Chapter 14 Enter Momzilla
ALL RIGHT, BULAN,” I SAY, rolling up the rear trailer door. “What’s first on our agenda?”
Bulan, carrying a pen in his teeth, observes from atop a shiny new clipboard: “Paranormal review session! Druids today trace their descendance from a line of Celtic nymphs, possibly as many as ten generations back. Most of them are no longer capable of turning into trees at will—”
“Such a disadvantage,” I deadpan.
“Really is,” coos Mandy. “Palm trees seem so happy.”
“—but they can communicate with most anything that has chlorophyll on a cellular level. They have a strong reverence for the cycles of nature, for the earth, and of course they are responsible for funding Greenpeace. Also, many Scottish Highland dramas.”
“Ooh, I didn’t know that!” Mandy says.
“Do druids have any magical abilities I should worry about?” I ask.

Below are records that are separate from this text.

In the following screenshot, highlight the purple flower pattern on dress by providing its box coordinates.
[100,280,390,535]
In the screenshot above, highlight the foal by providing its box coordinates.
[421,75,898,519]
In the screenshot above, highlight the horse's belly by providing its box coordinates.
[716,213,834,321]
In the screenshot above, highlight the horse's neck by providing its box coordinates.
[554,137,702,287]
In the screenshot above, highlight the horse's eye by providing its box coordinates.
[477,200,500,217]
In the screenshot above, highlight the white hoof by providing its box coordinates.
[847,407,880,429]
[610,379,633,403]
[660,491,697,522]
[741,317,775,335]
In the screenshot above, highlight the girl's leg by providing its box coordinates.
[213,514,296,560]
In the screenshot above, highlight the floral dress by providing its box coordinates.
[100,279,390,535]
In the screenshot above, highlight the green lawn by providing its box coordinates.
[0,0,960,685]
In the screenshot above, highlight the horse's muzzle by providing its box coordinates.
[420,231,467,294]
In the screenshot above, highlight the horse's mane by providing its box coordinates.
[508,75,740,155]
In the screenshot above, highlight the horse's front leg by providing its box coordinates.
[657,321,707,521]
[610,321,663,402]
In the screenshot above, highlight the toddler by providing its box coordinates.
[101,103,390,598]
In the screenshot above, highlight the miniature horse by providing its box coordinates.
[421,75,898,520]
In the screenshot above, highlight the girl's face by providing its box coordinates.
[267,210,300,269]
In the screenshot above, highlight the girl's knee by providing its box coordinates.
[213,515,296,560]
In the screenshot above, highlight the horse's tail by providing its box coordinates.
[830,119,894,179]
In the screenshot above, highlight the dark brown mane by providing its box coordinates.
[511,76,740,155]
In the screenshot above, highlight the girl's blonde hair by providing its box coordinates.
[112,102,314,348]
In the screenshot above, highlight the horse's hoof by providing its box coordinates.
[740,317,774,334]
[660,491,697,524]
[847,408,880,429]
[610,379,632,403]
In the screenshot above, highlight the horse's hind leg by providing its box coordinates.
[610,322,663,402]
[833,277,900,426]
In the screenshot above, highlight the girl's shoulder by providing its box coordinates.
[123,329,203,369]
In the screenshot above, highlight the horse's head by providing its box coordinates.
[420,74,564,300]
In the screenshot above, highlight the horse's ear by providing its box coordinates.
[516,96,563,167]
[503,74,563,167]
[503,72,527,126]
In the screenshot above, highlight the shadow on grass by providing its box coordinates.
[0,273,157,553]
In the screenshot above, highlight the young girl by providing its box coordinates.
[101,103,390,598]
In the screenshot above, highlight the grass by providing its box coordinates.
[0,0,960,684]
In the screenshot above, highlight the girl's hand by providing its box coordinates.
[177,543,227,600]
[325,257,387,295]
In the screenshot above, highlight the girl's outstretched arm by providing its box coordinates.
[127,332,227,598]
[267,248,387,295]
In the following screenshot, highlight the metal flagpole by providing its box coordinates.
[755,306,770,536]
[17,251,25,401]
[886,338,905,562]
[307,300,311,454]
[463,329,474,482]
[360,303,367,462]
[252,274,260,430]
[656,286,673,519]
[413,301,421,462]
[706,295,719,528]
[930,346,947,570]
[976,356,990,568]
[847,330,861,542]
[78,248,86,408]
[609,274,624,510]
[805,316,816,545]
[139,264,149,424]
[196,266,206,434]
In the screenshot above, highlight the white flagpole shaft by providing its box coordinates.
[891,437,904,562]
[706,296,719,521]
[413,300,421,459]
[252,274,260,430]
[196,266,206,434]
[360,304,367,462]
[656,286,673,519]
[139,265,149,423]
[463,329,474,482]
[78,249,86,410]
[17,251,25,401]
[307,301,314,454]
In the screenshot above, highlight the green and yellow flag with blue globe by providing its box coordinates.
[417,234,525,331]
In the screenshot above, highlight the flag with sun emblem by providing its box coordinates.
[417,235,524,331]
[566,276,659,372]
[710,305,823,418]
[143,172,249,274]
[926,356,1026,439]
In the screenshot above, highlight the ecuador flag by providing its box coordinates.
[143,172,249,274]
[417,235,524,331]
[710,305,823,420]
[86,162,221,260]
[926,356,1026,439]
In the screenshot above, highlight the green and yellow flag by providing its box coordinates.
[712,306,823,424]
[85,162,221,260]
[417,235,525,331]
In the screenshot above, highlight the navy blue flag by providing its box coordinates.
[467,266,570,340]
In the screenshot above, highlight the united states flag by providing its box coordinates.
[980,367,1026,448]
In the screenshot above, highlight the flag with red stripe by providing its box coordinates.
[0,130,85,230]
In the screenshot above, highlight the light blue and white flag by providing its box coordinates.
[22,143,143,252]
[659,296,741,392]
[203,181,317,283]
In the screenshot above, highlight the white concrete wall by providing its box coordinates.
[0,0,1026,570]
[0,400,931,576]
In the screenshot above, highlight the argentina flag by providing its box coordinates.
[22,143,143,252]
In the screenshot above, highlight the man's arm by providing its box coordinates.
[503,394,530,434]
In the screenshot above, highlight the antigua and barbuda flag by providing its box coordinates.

“Depends! I was friends with a druid once!” says Bulan. “Well, you could say he and I were… more than friends, actually… Oh, look what you’ve done. You’ve made me miss my body.”
Mandy pats him on the head. “There, there.”
“What’s next on the list?” I say, because lamenting a centuries-past romantic tragedy is not a good ritual for a wedding.
“Right!” Bulan returns to form, all but cross-eyed as he evaluates the bullet-pointed items on the clipboard. “We need to create the wedding stage, then tackle the seating. And bring over the flowers, the catering—”
“Weren’t you supposed to be illiterate?” I ask.
“I have a highly detailed memory!”
“Great. Anyway, let’s get the pallets out first.”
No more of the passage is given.